S: Your main audience base, who listens to you guys?

G: We play a lot of shows for fans of psychedelic and stoner rock. We are part of the Polish underground scene and had the opportunity to play with many big names of that community and bands from abroad. But I think we reach a wider audience on the Internet like fans of Pink Floyd and their children.

S: What are some of the places that you like to perform at?

G: We perform at different clubs around Poland and maybe I shouldn’t say this but we have a strange fate following us: many of the places that we love playing at are getting closed down. Our favorite was “Black Moon” in Wrocław but unfortunately, the venue stopped organizing concerts and split into rehearsal spaces. Our number two spot, “Ze Pe Te” in Krakow is going to be demolished soon.

S: That really sucks but there’s got to be some optimism on the horizon, right?

G: We played a great concert at a place called “U Bazyla” and now they’re renovating it to expand the space. It’s already the best club in Poznań. Also, we’ve recently played at the Red Smoke Festival in Pleszew and loved it. Next time we hope to play on the main stage.

S: Your craziest concert experience?

G: One time we played an open-air concert with other bands from our rehearsal space and a storm came but people were still dancing in the rain. The police had to come to shut us down. There was also a time when Kajetan tripped over a mic stand during a performance and fell on the drum set. We continued to play despite the total wreckage on stage.

S: Nerves performing live, is stage fright ever an issue?
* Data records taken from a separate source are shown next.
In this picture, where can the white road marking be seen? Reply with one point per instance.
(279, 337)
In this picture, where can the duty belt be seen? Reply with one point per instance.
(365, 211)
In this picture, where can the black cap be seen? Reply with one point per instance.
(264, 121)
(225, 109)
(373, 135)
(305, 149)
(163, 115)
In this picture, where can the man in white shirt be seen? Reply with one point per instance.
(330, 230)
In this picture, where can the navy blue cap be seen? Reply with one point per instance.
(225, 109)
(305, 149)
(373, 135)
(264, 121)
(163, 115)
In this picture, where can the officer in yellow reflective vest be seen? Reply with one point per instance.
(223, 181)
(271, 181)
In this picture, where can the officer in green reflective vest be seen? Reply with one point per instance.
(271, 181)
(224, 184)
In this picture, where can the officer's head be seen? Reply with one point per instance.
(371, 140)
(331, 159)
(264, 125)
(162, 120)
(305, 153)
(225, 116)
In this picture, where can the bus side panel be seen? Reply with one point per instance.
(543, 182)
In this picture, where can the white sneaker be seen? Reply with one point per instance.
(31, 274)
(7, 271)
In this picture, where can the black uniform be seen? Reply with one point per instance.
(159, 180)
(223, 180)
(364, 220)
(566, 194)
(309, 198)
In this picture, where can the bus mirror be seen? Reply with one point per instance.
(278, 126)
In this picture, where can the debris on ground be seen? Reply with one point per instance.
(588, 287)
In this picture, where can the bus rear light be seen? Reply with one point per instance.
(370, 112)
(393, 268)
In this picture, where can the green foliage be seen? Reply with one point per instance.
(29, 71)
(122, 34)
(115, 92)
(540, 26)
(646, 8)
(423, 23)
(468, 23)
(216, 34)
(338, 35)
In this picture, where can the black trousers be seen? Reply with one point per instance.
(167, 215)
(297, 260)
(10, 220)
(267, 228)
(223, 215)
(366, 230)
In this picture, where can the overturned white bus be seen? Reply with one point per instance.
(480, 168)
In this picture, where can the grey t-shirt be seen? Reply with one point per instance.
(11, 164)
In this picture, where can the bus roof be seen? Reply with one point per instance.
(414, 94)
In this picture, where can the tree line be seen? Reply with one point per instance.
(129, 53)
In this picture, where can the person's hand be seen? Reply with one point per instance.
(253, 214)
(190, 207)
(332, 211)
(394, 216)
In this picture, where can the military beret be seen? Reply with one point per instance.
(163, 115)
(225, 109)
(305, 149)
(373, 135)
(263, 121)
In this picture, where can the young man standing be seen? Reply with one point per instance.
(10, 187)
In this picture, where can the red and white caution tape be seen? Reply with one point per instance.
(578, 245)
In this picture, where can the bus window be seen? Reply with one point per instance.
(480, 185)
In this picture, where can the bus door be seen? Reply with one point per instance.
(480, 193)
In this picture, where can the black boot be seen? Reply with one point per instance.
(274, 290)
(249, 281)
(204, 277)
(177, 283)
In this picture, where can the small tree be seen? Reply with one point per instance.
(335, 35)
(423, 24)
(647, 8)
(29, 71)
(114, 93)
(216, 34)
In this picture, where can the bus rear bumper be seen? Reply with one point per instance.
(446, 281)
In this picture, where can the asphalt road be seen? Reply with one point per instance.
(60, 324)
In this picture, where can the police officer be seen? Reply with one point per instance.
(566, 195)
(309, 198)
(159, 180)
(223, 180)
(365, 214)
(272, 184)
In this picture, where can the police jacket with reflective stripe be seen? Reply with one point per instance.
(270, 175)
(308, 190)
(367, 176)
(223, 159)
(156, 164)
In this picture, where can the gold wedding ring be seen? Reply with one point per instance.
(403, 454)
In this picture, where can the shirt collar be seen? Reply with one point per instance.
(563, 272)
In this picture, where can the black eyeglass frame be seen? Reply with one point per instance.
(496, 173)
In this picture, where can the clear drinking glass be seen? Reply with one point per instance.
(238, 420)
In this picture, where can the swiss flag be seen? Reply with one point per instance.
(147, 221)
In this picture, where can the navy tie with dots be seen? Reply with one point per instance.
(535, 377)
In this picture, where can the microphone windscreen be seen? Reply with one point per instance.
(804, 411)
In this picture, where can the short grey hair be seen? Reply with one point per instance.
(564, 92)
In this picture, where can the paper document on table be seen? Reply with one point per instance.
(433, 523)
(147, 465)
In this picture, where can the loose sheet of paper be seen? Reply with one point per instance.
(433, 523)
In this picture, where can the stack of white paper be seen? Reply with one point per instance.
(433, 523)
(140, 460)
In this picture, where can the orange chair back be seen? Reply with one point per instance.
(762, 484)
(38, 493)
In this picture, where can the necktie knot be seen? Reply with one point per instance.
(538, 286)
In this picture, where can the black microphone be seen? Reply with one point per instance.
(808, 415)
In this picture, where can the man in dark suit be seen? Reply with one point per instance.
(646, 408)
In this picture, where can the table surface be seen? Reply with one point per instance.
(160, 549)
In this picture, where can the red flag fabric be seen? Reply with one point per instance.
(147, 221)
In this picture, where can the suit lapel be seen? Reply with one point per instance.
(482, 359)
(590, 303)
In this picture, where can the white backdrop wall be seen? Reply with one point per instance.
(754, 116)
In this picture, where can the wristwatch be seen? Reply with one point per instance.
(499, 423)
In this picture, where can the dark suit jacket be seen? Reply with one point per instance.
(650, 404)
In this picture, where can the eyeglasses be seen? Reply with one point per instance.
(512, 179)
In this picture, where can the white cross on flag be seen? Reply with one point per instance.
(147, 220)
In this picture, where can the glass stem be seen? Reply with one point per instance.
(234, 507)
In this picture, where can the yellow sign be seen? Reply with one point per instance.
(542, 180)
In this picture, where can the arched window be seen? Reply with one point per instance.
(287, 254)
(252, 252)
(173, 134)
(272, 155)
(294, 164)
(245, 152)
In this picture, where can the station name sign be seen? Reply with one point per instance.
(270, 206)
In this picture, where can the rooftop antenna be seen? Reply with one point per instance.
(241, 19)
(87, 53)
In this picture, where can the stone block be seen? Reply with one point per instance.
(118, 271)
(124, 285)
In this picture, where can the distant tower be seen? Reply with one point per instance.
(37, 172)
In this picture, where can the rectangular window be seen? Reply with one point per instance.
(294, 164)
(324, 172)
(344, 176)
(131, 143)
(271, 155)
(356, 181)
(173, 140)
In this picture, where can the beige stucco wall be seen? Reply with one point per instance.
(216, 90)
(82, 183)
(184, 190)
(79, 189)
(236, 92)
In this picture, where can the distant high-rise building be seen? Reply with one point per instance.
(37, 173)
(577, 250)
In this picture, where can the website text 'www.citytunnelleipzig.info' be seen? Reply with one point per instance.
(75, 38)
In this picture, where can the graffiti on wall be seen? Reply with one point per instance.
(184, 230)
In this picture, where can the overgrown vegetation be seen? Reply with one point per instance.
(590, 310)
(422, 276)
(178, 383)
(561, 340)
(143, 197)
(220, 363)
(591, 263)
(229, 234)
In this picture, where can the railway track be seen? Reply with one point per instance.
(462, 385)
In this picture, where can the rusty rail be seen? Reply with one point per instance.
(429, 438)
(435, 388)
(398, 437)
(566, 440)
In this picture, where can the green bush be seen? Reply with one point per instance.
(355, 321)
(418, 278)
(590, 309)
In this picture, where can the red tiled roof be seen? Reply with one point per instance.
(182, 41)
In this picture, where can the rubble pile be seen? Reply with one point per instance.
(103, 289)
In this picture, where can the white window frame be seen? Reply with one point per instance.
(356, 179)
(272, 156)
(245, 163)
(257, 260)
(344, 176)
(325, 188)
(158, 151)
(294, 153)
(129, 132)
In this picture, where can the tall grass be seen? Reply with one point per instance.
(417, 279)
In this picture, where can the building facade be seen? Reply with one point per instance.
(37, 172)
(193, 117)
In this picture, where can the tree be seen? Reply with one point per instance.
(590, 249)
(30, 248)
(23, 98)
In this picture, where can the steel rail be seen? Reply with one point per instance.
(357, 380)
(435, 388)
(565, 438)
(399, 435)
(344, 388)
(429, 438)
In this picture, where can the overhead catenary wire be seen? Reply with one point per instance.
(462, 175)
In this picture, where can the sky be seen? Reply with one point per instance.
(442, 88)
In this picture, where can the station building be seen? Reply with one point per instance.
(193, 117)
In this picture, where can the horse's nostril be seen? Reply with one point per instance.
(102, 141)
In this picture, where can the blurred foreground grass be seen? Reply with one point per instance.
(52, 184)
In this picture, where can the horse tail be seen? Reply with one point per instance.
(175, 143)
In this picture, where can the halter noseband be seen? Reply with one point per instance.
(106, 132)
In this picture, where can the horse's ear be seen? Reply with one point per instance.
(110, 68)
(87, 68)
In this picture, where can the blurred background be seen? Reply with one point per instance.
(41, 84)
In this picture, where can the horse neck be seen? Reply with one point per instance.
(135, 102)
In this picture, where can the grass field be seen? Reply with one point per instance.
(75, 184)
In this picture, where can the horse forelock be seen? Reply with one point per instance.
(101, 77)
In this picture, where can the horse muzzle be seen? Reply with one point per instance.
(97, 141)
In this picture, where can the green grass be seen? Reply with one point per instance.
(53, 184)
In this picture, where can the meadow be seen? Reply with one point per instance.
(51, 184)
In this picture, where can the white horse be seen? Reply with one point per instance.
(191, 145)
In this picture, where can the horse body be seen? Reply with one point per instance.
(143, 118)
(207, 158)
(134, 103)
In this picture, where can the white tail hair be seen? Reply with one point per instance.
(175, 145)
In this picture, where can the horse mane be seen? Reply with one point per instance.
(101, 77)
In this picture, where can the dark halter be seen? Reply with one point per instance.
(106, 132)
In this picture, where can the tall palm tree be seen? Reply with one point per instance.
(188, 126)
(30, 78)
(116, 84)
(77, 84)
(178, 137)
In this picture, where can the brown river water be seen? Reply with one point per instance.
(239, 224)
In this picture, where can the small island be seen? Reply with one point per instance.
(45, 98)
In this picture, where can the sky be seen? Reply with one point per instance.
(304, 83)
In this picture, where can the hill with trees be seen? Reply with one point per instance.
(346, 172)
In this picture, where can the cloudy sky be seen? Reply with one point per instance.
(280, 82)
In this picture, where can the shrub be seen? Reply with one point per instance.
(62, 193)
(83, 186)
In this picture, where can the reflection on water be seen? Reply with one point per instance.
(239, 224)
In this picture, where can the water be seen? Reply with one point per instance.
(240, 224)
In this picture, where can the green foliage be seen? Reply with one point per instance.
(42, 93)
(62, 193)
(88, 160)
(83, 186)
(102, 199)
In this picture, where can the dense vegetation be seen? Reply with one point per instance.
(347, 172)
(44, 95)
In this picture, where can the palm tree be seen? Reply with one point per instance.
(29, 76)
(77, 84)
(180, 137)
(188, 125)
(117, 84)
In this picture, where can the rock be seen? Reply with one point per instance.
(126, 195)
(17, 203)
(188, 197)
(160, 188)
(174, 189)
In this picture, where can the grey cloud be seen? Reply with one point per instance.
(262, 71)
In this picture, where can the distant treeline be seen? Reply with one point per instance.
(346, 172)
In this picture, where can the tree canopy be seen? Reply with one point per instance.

G: We’re all well accustomed to performing live. Fortunately, we’ve never been paralyzed by stage fright but a bit of anxiety certainly surfaces before getting on stage. But if it goes well, it turns into excitement after a few songs. That thrill is what drives us.

S: What are the biggest obstacles that you face as musicians today?

G: Lack of time and funds. We have to work day jobs to make a living. Sometimes we feel like we’re working two separate jobs.

S: What is most important to you as musicians?

G: Creative freedom in expressing our thoughts and feelings.

S: Your plans for the near future?

G: Release a new album, shoot a few music videos, and play more festivals outside of Poland.